The treatment from Amylyx Pharmaceuticals, AMX0035, consists of two medications that are already widely used for other reasons but together could prolong ALS patients’ lives and slow the decline in their abilities to function. But the Food and Drug Administration’s panel of outside advisers voted narrowly in March to turn down Amylyx’s application for approval, citing concerns with the way researchers interpreted the data and the need for more robust clinical evidence from an additional, larger trial.
While the agency’s regulators are not obligated to abide by the committee’s vote, it often portends which way regulators are leaning. Patients and advocates were disheartened at the outcome of the Peripheral and Central Nervous System Drugs Advisory Committee vote, which was 6-4 in the negative.

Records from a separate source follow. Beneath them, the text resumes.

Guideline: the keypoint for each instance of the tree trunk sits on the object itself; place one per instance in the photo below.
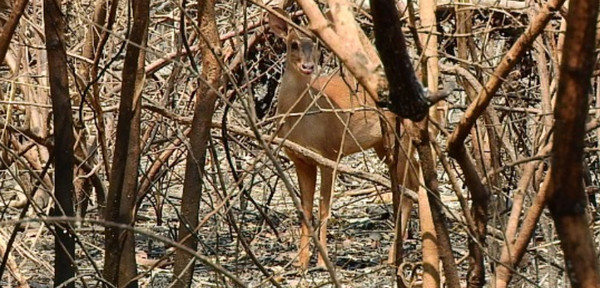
(199, 136)
(64, 244)
(120, 266)
(567, 200)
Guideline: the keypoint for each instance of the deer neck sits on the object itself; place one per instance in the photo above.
(293, 91)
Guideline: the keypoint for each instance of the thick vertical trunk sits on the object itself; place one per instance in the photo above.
(120, 265)
(199, 136)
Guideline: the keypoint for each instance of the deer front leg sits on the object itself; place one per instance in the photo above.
(307, 176)
(324, 210)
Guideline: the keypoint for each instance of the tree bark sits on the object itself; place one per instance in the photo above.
(199, 136)
(120, 266)
(64, 244)
(567, 200)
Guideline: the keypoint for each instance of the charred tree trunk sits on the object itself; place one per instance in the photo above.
(567, 200)
(120, 265)
(199, 136)
(64, 244)
(406, 95)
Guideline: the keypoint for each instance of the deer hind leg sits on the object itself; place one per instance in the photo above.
(406, 179)
(307, 176)
(327, 179)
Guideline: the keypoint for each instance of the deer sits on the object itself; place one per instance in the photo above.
(328, 116)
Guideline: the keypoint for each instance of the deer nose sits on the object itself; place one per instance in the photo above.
(307, 68)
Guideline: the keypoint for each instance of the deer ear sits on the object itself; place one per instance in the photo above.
(277, 24)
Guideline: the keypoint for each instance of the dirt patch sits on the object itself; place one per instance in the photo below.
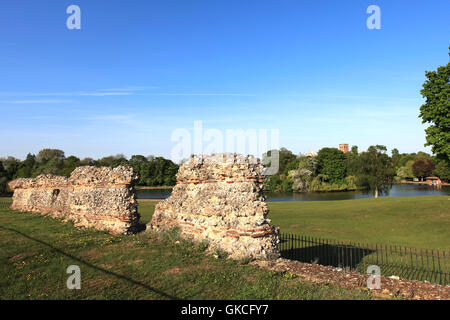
(175, 270)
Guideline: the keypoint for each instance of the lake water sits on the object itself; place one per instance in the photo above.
(402, 190)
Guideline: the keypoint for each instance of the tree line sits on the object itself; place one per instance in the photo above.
(329, 170)
(153, 171)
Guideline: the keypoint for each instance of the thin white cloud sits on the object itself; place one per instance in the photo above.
(38, 101)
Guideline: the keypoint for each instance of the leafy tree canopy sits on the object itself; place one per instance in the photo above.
(436, 111)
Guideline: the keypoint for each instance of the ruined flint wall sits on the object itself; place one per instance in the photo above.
(101, 198)
(218, 198)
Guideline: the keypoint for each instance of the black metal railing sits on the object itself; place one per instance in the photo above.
(393, 260)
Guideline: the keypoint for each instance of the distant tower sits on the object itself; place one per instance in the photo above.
(343, 147)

“For us and for most people with ALS, it’s hard to provide a rationale for not approving the drug,” said Dr. Neil Thakur, chief mission officer at the ALS Association. “There were criticisms of that study, and I don’t think you could find anything like a perfect study anywhere. Yes, we would like more data. But the question is, what do we do for people now?”

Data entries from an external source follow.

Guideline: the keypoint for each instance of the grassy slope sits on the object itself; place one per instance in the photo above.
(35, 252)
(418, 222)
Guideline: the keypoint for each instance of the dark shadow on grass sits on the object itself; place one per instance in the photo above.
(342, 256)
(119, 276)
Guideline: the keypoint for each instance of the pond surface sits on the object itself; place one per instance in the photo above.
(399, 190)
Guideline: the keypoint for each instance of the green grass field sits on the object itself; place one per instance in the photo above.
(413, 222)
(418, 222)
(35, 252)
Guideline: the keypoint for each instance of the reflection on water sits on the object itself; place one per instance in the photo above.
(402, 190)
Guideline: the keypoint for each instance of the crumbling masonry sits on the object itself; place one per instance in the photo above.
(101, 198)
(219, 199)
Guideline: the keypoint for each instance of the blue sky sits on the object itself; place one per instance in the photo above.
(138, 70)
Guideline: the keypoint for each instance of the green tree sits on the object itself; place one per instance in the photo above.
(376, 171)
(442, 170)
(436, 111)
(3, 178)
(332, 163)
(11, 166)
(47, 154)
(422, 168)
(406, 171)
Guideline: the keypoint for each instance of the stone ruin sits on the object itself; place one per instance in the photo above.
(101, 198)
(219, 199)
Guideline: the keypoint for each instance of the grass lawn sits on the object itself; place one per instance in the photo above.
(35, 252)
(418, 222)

Patients and advocates have launched an impassioned campaign for the treatment’s approval. The ALS Association, whose proceeds from the ice bucket challenge helped finance Amylyx’s research, led a group of 38 clinicians in a written plea last month for the FDA to approve the medication swiftly. In September, the organization launched a petition pressuring the FDA and Amylyx to work together to expedite the approval process. The petition was signed by about 43,000 people from across the ALS community, including patients, caretakers, people who have lost loved ones to ALS, and researchers searching for treatments and a cure.
The Amylyx trial was made up of 137 people who had the degenerative nervous system disorder, a sample size that the FDA deemed too small. But advocacy groups such as the ALS Association argue that because ALS affects about five people per 100,000, the sample size is actually acceptable relative to other studies like the one from Amylyx. Most studies into other health conditions, such as heart disease, which affects many more people than ALS does, would include more people in their sample.
The study used a common clinical metric for gauging people’s ability to walk, talk, feed, and dress themselves, known as the Revised Amyotrophic Lateral Sclerosis Functional Rating Scale. Each function is scored from 4 (normal ability) to 0 (no ability) with a maximum total score of 48 and a minimum total score of 0. People in the study who received the treatment were found to have lost fewer points over the six-month time period. They were also able to survive about 6 1/2 months longer than those who took a placebo.
The FDA was set to make a decision on June 29, but that date was pushed back three months to give the agency more time to review additional analyses of data from Amylyx’s clinical studies. The delay means not only that patients will have to wait until the fall to find out if they have another treatment option. Many patients alive now will not survive until then. ALS is relentlessly progressive, gradually eroding all voluntary muscle abilities, strength, and the capacity to speak, eat, move, and breathe over a span of three to five years.
“Our overarching feeling is in ALS we have to move fast,” said Justin Klee, Amylyx’s co-founder and co-CEO. “While it’s an encouraging time, FDA is engaged, an additional three months can literally mean life and death for people with ALS. So it means we just have to constantly make sure we’re moving fast.”
The drug combination was deemed safe in the trial, and given the dearth of medications for ALS, patients and patient advocates say the benefits of the medication far outweigh the risks of taking it.
“There really is a trade-off between approving a drug that may not have a benefit versus the downside of waiting to confirm that a drug actually does have a benefit,” Thakur said. “Everyone we’ve spoken to with ALS and almost all of the ALS clinicians we’ve spoken to said the same thing — that [they] would rather take the drug with a risk of no benefit than wait a few years to find out that there was a benefit that we didn’t get.”